The protocol to which the rule will apply must be specified. Most often, this is TCP, UDP, or ICMP, but other protocols such as ESP, AH, and GRE are regularly encountered when dealing with VPNs.

Confusion arises when a firewall administrator is unsure of what protocol to use. A rule set with TCP may not work because the application being filtered may actually use UDP instead. When in doubt, try using TCP/UDP.

NAT Confusion

When crafting rules for firewalls involving inbound NAT connections, remember to use the private IP address as the Destination. This applies for port forwards as well as 1:1 NAT

Source and Destination Ports

When crafting rules, bear in mind that typically only a source or a destination port needs to be specified, and rarely both. In the majority of cases, the source port does not matter at all. For example, to allow ssh access to the firewall, only specify a destination port of 22. The source port of the client will be random.

Dangling States

If a new rule was made to block traffic, but packets still get through, there may be an existing state that is allowing the traffic to pass.

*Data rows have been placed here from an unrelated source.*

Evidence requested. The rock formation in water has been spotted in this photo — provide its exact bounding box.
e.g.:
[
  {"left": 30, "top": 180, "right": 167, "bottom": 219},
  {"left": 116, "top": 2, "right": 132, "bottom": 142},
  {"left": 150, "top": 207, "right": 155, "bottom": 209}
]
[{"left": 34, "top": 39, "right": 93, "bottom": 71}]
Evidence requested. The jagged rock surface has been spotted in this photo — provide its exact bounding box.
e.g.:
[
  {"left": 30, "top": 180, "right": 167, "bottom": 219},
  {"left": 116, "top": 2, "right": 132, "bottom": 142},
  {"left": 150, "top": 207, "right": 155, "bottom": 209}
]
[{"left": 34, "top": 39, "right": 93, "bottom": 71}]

To eliminate this as the cause, clear the states after altering the rules (Diagnostics > States, Reset States tab). If an existing state is present, it will always take precedence over any rules. All of the states may be cleared, or look/filter through the list and find states that apply to the host that will be originating the traffic.

Unfilterable Traffic

Certain traffic cannot be filtered. Not because pfSense isn’t capable, but because they actually do not touch the firewall at all. A prime example of this is trying to keep one device on the LAN from accessing another device on the same LAN. This is not possible if both clients are on the same subnet and switch; In that case, the routing of packets is handled at the switch level (layer 2), and the firewall has no knowledge of the traffic. If there is a need to control access in this way, the devices in question must be on separate firewall interfaces. When on different “legs” of the network, their traffic will route through the firewall, the firewall will have full control of the flow.

Port Forward pass action

When creating a port forward, the pass action will bypass firewall rules and pass the traffic directly through without filtering. Change the setting to create an associated rule and then arrange the block rule above the resulting pass rule.

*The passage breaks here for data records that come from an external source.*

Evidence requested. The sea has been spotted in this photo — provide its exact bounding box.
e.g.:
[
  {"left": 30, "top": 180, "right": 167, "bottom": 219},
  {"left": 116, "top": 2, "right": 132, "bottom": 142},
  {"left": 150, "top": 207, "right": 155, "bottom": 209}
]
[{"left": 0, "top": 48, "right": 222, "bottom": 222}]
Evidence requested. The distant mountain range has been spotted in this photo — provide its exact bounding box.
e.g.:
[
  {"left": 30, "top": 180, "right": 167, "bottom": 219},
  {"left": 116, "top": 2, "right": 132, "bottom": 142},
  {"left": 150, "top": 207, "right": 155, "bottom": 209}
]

UPnP / NAT-PMP passed traffic

If UPnP/NAT-PMP is enabled and a LAN device opens a port to the world, the traffic may still get in even if it appears it should otherwise be blocked.

Asymmetric Routing

If reply traffic such as TCP:A, TCP:SA, or TCP:RA is shown as blocked in the logs, the problem could be asymmetric routing. See Troubleshooting Blocked Log Entries due to Asymmetric Routing for more info.

Ruleset Loading

It is also possible that the rules are not being loaded properly. Typically this would result in a notification in the GUI, however manual tests can be performed to check.

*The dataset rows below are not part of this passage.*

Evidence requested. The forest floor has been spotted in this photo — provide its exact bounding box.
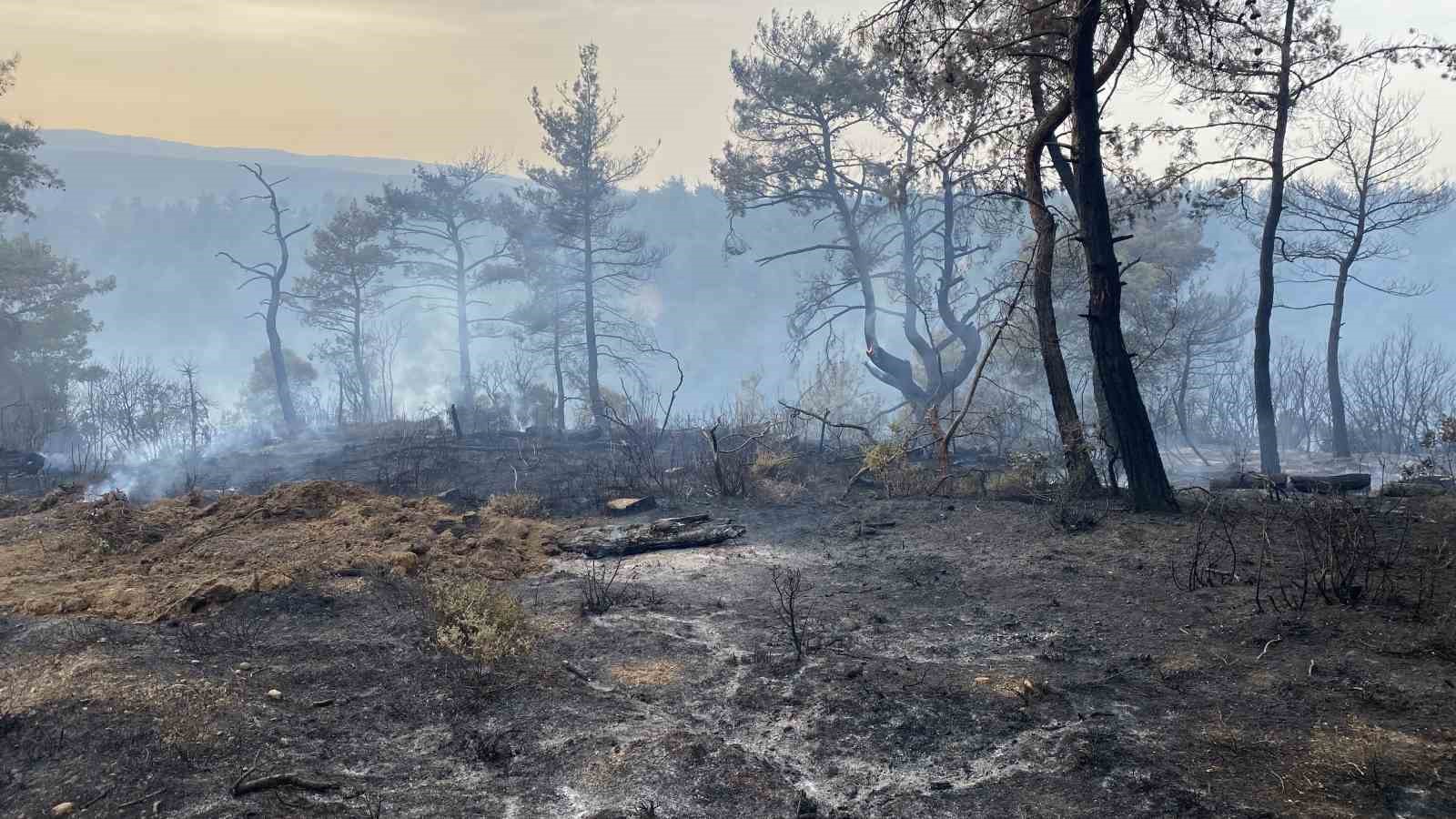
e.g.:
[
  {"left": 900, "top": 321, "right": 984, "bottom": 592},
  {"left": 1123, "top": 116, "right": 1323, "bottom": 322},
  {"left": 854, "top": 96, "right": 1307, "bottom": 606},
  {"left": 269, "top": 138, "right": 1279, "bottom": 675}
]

From the GUI, visit Status > Filter Reload. Click fa-refresh Reload Filter wait for the process to stop, then scroll to the bottom of the page to see if the last line says Done. or if it stops. If it stops, for example in a particular package, then there may be a problem with that package.

The ruleset can also be verified from the console or Diagnostics > Command in the Shell Execute box by running:

pfctl -f /tmp/rules.debug

If an error is displayed, it may have an obvious fix, or search for that error to find possible resolutions.